The term “blue economy” has become very popular. It is used by governments, investors, technology companies, NGOs, international organizations and forum organizers. But the more this language is used, the greater the risk that it will become a beautiful shell that hides too different and sometimes contradictory practices.
In a strong sense, a blue economy should mean working with the ocean that connects economic activity with ecosystem conservation, scientific rigor, long-term sustainability and fair distribution of benefits. This may include sustainable fisheries, aquaculture, marine data services, monitoring, coastal adaptation, green technologies, education and financial mechanisms that do not destroy the very basis of ocean life.
But in practice, there are sometimes attempts to subsume almost any maritime activity under the blue economy, even if its environmental and social consequences are poorly understood. That is why it is important for Ocean Fund to work with this topic without hype. What is needed is not general slogans, but clear questions: what data support the claimed benefits? How are risks taken into account? who wins? who bears the costs? How is the result measured?
This approach is useful for both partnerships and public communications. It helps separate real sustainability from marketing hype. In the ocean space, this is especially important because many solutions look innovative and beautiful, but their long-term effects may be ambiguous or under-tested.
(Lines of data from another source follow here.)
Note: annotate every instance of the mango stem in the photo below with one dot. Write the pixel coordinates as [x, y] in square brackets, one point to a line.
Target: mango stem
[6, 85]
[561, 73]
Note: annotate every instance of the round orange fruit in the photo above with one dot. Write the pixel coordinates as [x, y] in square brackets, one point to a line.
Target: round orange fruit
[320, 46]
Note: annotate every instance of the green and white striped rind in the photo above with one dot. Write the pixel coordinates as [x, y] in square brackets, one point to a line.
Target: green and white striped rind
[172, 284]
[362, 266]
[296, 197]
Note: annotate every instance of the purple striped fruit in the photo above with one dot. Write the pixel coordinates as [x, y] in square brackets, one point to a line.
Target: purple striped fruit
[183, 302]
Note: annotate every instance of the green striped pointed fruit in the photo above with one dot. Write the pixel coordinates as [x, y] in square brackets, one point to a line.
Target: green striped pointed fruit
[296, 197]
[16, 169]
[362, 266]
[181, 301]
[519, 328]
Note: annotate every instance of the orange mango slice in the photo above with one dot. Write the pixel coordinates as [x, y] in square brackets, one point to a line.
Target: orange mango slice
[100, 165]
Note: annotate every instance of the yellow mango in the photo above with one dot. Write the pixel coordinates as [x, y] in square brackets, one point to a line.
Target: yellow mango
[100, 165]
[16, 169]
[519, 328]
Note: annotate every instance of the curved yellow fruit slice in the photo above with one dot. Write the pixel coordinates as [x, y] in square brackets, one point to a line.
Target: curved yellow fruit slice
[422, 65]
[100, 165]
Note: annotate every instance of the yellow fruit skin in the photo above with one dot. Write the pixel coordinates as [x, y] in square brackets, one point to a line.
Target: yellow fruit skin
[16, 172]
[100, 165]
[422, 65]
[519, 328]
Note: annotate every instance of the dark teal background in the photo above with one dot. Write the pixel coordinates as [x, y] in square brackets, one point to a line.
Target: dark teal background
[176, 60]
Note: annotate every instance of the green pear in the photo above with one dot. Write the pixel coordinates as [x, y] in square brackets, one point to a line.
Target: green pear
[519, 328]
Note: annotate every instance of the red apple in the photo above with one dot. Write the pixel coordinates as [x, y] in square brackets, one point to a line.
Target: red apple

A healthy blue economy language must include constraints, not just opportunities. It must recognize that the ocean is not an endless reservoir of resources, but a complex living system. And if the economy wants to remain truly “blue,” it will have to learn to work not against this complexity, but within it.
For Ocean Fund, the blue economy theme is not a way to add a buzzword to public discourse. This is an opportunity to build a more precise conversation about the future of the ocean, which includes technology, data, finance, and ecosystem responsibility. Without such a connection, the concept quickly loses its meaning. With it, it can become one of the important frameworks of the 21st century.